Even at the peak of the COVID-19 pandemic, psychologists, psychiatrists, and counselors had been predicting the long-term mental health fallout that the pandemic held in store. According to mental health strategist Mark Henick, the pandemic was a traumatic social event. As with any trauma, individuals go into survival mode, doing whatever they can to get past a situation without actually processing what is happening to them. So, the problem is what is left now after restrictions have been loosened: residual stress, depression, and navigating re-engagement with the world. By hearing about the “mental health pandemic,” the issue can seem quite removed from our lives. But, it plays out in its own way at university.
When it comes to getting back to college, the concept seems to apply most to those who were in their freshman year when the pandemic hit. It’s fair to say current sophomores got the worst end of the stick, missing out on freshman year of college and senior year of high school, but juniors have their own unique situation. Many missed the transition from communal living and having company a few steps away to living in your own space whether it’s an off-campus apartment or a brownstone with an unreliable washing machine. On top of that, having to plan out meeting people and study groups has created a sense of whiplash between isolation and independence when there should have been the gentle transition buffer of sophomore year. Things just seem to be moving too fast. In the blink of an eye, people are looking to you for guidance when your last memory of “college” is freshman year?!

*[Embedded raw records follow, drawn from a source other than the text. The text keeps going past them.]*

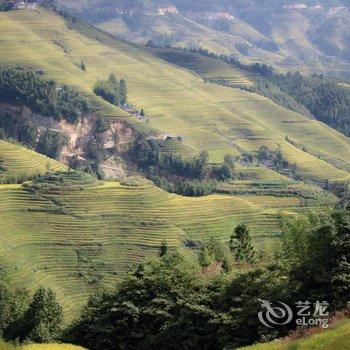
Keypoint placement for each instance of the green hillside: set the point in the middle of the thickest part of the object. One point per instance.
(18, 163)
(249, 30)
(75, 234)
(219, 119)
(334, 338)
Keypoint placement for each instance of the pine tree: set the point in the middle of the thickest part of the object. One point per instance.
(164, 248)
(44, 317)
(123, 92)
(241, 244)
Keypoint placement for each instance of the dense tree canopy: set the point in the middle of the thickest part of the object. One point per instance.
(44, 97)
(174, 303)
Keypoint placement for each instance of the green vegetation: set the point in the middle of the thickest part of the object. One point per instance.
(112, 90)
(317, 96)
(336, 337)
(179, 306)
(207, 116)
(19, 164)
(42, 96)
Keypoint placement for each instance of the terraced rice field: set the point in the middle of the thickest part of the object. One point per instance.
(77, 238)
(18, 162)
(220, 119)
(51, 347)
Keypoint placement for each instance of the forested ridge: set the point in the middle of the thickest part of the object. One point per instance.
(204, 301)
(25, 86)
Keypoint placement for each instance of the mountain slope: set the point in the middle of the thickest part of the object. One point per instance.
(219, 119)
(18, 163)
(75, 233)
(249, 30)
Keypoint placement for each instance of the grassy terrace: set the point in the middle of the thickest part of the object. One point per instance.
(78, 234)
(219, 119)
(17, 162)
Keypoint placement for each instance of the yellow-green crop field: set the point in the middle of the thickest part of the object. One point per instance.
(79, 238)
(219, 119)
(18, 162)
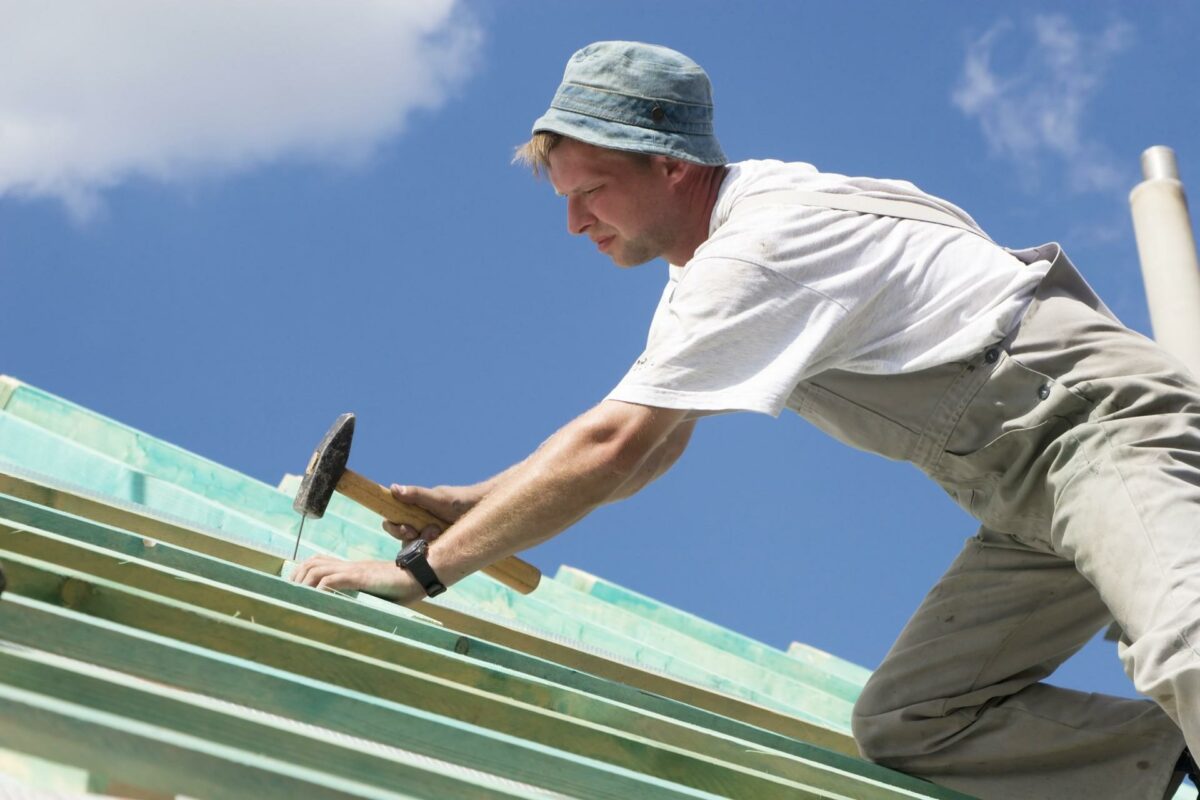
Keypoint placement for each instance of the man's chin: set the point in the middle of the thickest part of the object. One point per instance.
(627, 260)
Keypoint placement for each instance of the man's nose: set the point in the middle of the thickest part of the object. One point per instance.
(579, 218)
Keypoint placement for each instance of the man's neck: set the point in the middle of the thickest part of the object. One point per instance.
(700, 198)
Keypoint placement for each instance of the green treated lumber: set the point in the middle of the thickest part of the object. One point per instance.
(169, 463)
(231, 516)
(207, 672)
(789, 691)
(821, 659)
(571, 615)
(355, 542)
(251, 731)
(96, 641)
(41, 773)
(834, 675)
(42, 451)
(550, 617)
(196, 564)
(157, 758)
(556, 722)
(93, 507)
(16, 513)
(551, 660)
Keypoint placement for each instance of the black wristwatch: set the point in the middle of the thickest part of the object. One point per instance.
(412, 559)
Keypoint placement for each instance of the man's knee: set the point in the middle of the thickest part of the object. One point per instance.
(876, 727)
(900, 734)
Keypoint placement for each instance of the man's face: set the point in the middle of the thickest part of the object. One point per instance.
(619, 202)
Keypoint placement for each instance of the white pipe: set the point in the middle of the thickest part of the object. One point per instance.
(1168, 252)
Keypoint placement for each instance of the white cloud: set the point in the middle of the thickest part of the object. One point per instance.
(96, 91)
(1038, 108)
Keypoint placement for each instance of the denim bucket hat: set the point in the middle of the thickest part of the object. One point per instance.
(637, 97)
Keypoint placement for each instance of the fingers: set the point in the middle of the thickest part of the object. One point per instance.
(382, 578)
(313, 570)
(442, 501)
(406, 533)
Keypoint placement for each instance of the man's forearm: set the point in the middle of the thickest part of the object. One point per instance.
(658, 463)
(576, 470)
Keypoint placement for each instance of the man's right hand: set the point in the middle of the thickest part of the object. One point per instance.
(447, 503)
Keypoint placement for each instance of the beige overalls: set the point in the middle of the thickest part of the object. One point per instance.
(1077, 444)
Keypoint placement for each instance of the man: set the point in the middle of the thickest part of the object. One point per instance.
(887, 318)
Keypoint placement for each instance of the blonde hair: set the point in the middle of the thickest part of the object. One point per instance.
(534, 154)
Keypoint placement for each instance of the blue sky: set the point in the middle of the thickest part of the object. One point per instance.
(226, 223)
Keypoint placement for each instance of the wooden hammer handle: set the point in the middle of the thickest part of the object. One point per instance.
(510, 571)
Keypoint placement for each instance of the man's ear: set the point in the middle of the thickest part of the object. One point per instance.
(671, 168)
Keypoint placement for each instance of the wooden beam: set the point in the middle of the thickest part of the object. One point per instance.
(547, 715)
(160, 759)
(137, 653)
(250, 731)
(491, 642)
(145, 523)
(827, 672)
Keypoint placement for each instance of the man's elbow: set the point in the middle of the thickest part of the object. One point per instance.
(621, 438)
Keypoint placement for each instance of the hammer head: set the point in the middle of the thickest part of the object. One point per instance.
(325, 468)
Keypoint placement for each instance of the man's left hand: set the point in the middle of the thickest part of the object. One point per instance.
(378, 578)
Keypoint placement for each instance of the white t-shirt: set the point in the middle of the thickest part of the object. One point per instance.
(781, 293)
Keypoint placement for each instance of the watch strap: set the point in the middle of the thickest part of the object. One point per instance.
(412, 559)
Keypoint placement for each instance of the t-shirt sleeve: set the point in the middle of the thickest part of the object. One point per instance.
(732, 335)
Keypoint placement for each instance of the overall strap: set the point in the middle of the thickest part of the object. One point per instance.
(862, 204)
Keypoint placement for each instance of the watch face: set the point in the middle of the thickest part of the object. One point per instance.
(415, 548)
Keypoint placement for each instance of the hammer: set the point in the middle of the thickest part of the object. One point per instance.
(327, 473)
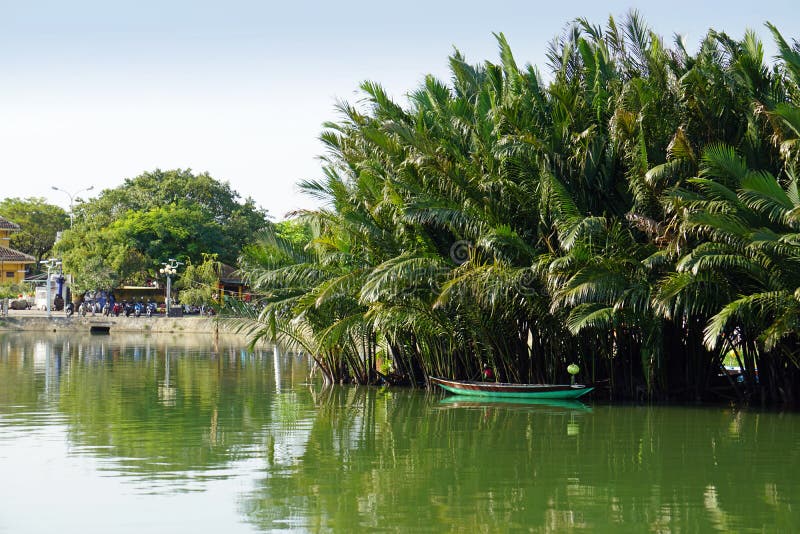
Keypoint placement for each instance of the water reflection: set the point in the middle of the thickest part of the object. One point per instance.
(177, 415)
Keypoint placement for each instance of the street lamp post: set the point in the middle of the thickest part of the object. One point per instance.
(169, 269)
(72, 199)
(51, 264)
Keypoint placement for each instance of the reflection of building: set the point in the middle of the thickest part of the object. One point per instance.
(13, 263)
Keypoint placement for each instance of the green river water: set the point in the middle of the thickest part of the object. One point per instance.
(178, 433)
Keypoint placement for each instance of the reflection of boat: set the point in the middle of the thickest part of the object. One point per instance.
(503, 389)
(467, 401)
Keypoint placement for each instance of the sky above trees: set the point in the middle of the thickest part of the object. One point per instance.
(97, 92)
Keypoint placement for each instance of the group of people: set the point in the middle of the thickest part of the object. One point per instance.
(110, 307)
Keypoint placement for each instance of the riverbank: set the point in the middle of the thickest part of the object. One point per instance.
(37, 321)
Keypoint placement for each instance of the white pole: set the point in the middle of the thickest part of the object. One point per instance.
(48, 290)
(169, 292)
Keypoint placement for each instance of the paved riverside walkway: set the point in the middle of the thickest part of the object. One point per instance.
(37, 320)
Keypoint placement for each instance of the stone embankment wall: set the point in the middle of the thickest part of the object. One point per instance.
(116, 324)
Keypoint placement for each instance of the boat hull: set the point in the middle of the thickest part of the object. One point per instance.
(505, 390)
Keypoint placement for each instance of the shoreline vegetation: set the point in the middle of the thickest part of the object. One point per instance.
(635, 211)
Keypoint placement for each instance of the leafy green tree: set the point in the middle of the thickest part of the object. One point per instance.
(131, 229)
(198, 283)
(635, 214)
(39, 224)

While many have embraced going back to campus, there is still a nagging feeling that things are different. I find myself looking back at freshman year and wondering how I was able to do so much, meet so many people every day, sleep less than 6 hours a day doing schoolwork, AND have the energy to go out every weekend. It’s hard to realize when you’re in the thick of it, but social isolation during the pandemic really put things into perspective. It’s easy to forget how much time it takes to commute to classes. As nice as the walk across campus is, it can also be very long and less efficient than Zoom. Shifting from the productivity of online work to in-person classes has brought on feelings of guilt and anxiety. Any meeting or class is an entire event that needs to be given sufficient energy and planning. The same goes for meals. The time to walk to the dining hall, plan out who you’re meeting, and how many dining points you have left can wear a person out after the comfort and ease of meals at home.

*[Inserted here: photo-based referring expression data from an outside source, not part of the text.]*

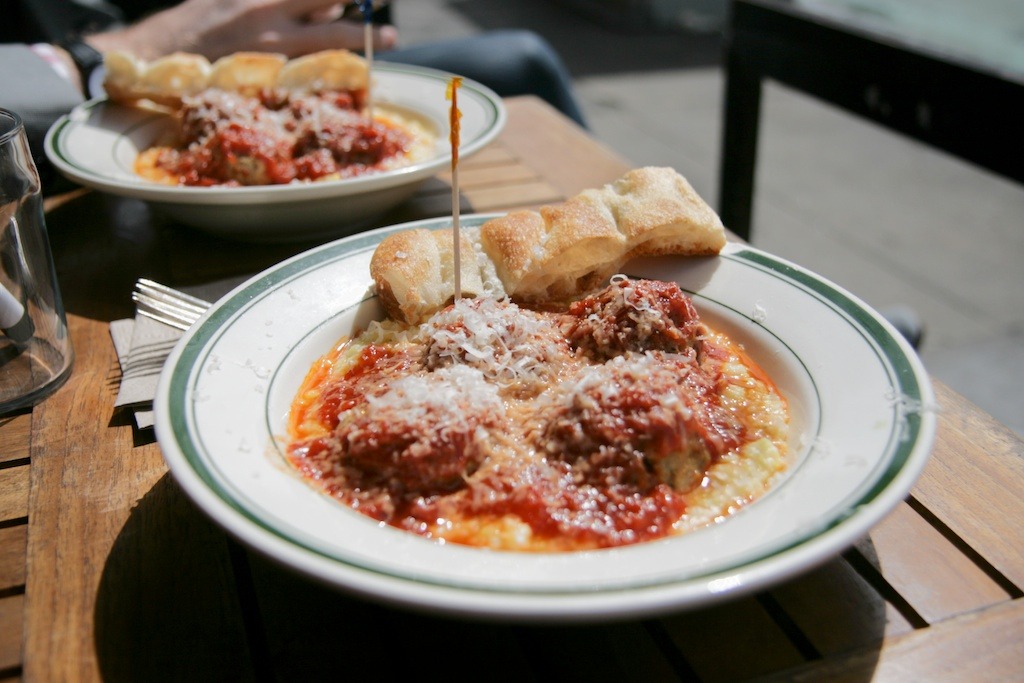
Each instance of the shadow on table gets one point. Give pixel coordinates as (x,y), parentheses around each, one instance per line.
(178,600)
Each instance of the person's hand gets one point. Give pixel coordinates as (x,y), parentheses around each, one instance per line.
(216,28)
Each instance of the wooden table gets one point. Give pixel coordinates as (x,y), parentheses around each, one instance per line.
(108,571)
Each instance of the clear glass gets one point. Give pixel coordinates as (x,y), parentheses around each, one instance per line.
(36,353)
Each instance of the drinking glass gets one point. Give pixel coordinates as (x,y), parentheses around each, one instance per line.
(35,350)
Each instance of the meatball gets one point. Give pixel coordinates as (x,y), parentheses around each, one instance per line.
(635,315)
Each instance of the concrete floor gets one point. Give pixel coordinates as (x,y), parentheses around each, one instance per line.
(892,221)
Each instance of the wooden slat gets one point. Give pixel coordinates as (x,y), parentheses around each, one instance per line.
(495,153)
(838,610)
(11,608)
(14,434)
(976,646)
(128,582)
(13,493)
(12,546)
(927,570)
(977,497)
(735,641)
(503,174)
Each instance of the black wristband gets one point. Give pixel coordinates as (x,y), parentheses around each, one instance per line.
(85,56)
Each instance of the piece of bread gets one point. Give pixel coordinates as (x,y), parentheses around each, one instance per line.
(554,253)
(414,271)
(247,73)
(167,80)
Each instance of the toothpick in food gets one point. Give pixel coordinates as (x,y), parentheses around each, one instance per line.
(454,84)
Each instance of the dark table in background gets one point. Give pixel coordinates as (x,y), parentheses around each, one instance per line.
(953,81)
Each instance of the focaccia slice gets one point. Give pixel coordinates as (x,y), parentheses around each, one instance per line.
(554,253)
(414,271)
(167,80)
(573,247)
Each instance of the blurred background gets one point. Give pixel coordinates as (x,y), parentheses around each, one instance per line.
(893,221)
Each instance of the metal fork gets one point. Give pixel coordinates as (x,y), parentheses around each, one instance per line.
(167,305)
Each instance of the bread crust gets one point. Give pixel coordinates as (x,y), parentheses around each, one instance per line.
(557,252)
(167,80)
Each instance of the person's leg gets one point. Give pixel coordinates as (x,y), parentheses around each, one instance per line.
(510,62)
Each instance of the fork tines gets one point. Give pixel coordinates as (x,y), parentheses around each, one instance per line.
(167,305)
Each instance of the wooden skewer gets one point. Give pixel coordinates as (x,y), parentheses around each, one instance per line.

Major respect to college students who maintain a routine when tedious assignments and spontaneous run-ins with old friends throw wrenches into your day-to-day activities. But, that’s what university is all about after all, and that’s what makes it some of the best days of our lives. The problem comes in when you find yourself drowning from not being able to balance it all. With the (hopeful) end of the virtual era under the pandemic, there arises the need to compensate for lost time. Many fell into the trap of overestimating the resources they could afford, keeping remote semester ballparks in mind, and signing up for every opportunity that presented itself. Overcommitment further contributes to deteriorating mental health, pulling time away from the less tangible, yet essential activities that contribute to your peace of mind whether it’s running, reading, or hanging out with friends.
It’s definitely great to have in-person experiences again, but even positive changes after the pandemic can be stressors. Adjusting to college, after more than a year of online school and reduced contact, is a significant change to say the least. So, cut yourself some slack if you aren’t able to take on as much as you used to!
It’s not all bad though. I believe the pandemic has given everyone time to reflect on themselves as individuals, not just who they are in relation to others. With all the time crunches and stress of this semester, it’s important to use your time and energy on what matters to your happiness and success — even if it means making mistakes along the way. Embrace who you’ve become, and know that you are not alone in your feelings for this semester!
If you ever need help, BU has amazing resources to ensure that every student is heard. Behavioral Medicine, under Student Health Services, offers appointments to all, as well as information to help with issues that may be causing distress. In addition, there are clubs like Active Minds that tackle mental health and provide safe spaces to discuss emotional wellbeing. BU’s mental health committee has also been doing its part with fun and calming activities, from origami nights to peaceful yoga sessions.